Risk factors for PTLDS include greater severity of initial disease prior to treatment of Lyme disease, delay in diagnosis, and the presence of neurologic manifestations [6]. Our patient is one of the first reported cases of PTLDS following Lyme carditis. The patient’s carditis was well documented with a presentation of heart block that resolved quickly after the administration of appropriate antibiotics. In a prospective study of patients with EM who were not treated, 1% of patients developed carditis with evidence of AV nodal block [12]. Clinical symptoms that are most commonly reported with Lyme carditis other than conduction disturbances are lightheadedness, palpitations, shortness of breath, chest pain, and syncope. The manifestations of carditis, including heart block, respond quickly to antibiotic therapy. The development of carditis is hypothesized to be a risk factor for PTLDS because it ensues during the disseminated phase of infection, which is more likely to occur when there is a delay in diagnosis. This expectation is consistent with other recently reported cases of carditis, in which a delay in diagnosis resulted in death [12, 13].
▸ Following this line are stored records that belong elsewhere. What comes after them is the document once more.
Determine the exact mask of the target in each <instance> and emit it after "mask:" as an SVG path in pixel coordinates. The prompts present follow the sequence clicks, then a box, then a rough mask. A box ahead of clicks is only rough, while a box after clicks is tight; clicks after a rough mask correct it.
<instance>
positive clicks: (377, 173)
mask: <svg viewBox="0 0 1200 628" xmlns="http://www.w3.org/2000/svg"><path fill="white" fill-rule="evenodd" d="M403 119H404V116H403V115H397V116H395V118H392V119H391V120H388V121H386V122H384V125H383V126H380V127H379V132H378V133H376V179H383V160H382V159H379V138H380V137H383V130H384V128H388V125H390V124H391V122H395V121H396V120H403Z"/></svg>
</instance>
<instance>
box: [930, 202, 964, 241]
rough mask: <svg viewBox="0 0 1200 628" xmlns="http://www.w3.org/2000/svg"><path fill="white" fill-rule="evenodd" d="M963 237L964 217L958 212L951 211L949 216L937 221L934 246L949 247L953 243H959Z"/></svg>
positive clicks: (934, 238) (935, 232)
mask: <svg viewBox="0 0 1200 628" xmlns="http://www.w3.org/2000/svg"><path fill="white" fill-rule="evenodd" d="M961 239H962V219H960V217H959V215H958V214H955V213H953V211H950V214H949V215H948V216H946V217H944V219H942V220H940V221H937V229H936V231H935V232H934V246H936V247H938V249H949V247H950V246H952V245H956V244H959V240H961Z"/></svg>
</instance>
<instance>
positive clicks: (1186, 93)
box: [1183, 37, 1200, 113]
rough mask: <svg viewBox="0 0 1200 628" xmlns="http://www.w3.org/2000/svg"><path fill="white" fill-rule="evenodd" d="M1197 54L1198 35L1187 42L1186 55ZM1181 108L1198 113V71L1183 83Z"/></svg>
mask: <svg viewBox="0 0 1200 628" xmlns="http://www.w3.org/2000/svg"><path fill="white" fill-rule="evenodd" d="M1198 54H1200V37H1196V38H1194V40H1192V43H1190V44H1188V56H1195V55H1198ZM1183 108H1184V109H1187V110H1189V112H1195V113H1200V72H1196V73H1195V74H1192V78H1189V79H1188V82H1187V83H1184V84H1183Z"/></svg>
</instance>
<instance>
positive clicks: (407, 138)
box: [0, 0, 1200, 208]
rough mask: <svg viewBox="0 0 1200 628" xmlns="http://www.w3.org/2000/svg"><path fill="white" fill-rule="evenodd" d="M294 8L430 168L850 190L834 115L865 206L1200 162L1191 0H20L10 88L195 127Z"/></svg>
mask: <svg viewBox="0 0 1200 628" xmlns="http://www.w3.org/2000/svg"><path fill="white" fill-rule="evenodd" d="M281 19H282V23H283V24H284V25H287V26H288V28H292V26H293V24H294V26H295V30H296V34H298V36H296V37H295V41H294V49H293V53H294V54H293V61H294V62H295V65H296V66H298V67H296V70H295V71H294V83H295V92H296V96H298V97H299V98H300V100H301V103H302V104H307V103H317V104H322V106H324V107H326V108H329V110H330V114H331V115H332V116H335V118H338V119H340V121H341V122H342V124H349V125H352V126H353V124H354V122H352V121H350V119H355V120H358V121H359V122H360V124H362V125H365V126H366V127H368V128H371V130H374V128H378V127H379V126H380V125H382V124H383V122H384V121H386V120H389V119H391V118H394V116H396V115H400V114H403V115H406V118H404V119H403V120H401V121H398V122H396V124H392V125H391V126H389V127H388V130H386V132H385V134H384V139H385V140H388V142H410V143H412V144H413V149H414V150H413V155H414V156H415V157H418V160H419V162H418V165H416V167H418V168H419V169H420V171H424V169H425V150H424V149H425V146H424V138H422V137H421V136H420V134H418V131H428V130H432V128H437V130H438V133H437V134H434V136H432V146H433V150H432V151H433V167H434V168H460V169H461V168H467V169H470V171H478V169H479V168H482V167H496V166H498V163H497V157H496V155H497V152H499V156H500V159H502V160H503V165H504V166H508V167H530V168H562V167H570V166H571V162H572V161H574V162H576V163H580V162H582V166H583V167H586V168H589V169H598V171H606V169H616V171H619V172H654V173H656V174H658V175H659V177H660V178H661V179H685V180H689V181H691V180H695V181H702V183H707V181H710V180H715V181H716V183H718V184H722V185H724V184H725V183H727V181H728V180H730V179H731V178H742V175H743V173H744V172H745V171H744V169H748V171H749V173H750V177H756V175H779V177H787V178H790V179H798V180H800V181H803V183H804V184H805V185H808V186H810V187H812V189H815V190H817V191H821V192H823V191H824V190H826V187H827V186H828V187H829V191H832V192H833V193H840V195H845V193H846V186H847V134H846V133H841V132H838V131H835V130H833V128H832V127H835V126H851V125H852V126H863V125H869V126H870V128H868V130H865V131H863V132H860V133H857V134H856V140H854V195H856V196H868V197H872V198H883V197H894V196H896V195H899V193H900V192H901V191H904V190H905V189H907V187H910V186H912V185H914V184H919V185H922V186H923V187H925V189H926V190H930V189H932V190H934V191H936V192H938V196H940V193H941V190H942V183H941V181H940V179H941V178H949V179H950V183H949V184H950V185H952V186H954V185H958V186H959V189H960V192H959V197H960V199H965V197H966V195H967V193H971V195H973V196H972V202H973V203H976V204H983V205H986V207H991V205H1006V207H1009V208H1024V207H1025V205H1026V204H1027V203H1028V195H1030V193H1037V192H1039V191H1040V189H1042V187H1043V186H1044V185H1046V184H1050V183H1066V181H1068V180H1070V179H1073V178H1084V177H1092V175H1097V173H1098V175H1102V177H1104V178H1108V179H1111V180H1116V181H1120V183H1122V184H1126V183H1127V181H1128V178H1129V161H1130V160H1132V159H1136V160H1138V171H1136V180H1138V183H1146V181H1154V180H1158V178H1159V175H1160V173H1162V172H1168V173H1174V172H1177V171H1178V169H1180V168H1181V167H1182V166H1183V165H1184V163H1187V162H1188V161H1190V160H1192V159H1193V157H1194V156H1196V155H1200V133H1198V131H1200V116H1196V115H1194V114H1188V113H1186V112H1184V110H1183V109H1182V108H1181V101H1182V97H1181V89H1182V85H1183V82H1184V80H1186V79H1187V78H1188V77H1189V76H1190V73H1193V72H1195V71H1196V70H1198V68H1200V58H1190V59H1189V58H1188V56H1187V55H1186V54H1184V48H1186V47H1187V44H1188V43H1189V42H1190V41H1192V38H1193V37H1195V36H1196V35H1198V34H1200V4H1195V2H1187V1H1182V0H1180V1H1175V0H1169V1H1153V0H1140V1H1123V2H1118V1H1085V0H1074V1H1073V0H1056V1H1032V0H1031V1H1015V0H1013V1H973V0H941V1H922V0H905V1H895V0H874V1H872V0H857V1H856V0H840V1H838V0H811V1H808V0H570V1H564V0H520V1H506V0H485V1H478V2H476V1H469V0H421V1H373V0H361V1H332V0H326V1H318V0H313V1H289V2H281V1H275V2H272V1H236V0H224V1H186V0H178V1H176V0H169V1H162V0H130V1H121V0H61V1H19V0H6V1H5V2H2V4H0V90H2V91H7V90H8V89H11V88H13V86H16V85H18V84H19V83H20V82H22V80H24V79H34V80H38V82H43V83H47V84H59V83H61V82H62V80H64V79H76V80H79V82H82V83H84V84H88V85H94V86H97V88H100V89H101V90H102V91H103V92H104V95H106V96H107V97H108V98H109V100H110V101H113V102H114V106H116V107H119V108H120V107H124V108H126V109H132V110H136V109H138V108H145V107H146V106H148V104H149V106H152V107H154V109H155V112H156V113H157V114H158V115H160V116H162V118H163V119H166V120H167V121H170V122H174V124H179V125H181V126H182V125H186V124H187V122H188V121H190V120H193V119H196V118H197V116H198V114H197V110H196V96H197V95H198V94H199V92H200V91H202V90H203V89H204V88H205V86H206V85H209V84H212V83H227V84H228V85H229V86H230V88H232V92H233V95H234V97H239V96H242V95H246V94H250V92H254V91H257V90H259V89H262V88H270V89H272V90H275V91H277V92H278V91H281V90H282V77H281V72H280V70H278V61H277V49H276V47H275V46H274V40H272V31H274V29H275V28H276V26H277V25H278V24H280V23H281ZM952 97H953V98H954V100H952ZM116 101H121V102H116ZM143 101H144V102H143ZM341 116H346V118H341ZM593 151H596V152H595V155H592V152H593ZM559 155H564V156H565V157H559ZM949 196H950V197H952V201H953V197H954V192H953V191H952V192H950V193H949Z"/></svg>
The delayed diagnosis in our patient points out several pitfalls in the diagnosis of early Lyme disease. The EM rash is a single or multiple expanding round or oval lesion that does not have the typical diffuse maculopapular rash seen in EBV or viral exanthems. The diagnosis is challenging when the diagnostic rash either does not develop or lacks the stereotypical bull’s eye appearance and is misattributed to other causes, such as a drug reaction as was seen in our patient. In these instances, which account for approximately 20% of cases, flu-like symptoms may be attributed to a viral illness [14].

One often overlooked clue in the diagnosis of atypical presentations of early Lyme disease are seasonal and geographic hints in the presenting history. For example, viral respiratory illnesses concentrate in the winter months, while tick-borne illnesses occur primarily in the warm months of the year [15]. Geographic risk factors are especially important in consideration of zoonosis and vector-borne infections where the geographic resident or travel history often points to a specific differential diagnosis. In the United States, Lyme disease is highly endemic in the Great Lakes region and the Northeast and Mid-Atlantic States.
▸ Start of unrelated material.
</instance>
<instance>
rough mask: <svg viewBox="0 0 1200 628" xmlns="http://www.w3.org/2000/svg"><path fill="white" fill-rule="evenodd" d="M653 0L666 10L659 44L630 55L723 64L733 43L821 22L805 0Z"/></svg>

Laboratory findings, especially CBC results, can be helpful in narrowing the diagnosis of viral-like symptoms. In the case presented, there should have been a degree of caution in attributing the patient’s initial illness to EBV, given the lack of lymphocytosis and absence of atypical lymphocytes. While false-positivity can occur with Lyme disease assays when a patient has an infection with EBV, in retrospect, this patient did not have evidence of acute EBV infection. Conversely, a recent report documents two cases where early disseminated Lyme disease caused false-positive serology for EBV infection [16]. The presence of a normal total WBC count is typical for Lyme disease, a distinction from other bacterial infections where leukocytosis and increased polymorphonuclear cells are characteristically seen [17]. However, prolonged nonrespiratory symptoms are atypical in uncomplicated viral infections and, in the appropriate geographic setting, should suggest Lyme disease.

Conflicts of Interest

The authors declare that there are no conflicts of interest regarding the publication of this article.


This research was supported by a grant from The Steven & Alexandra Cohen Foundation.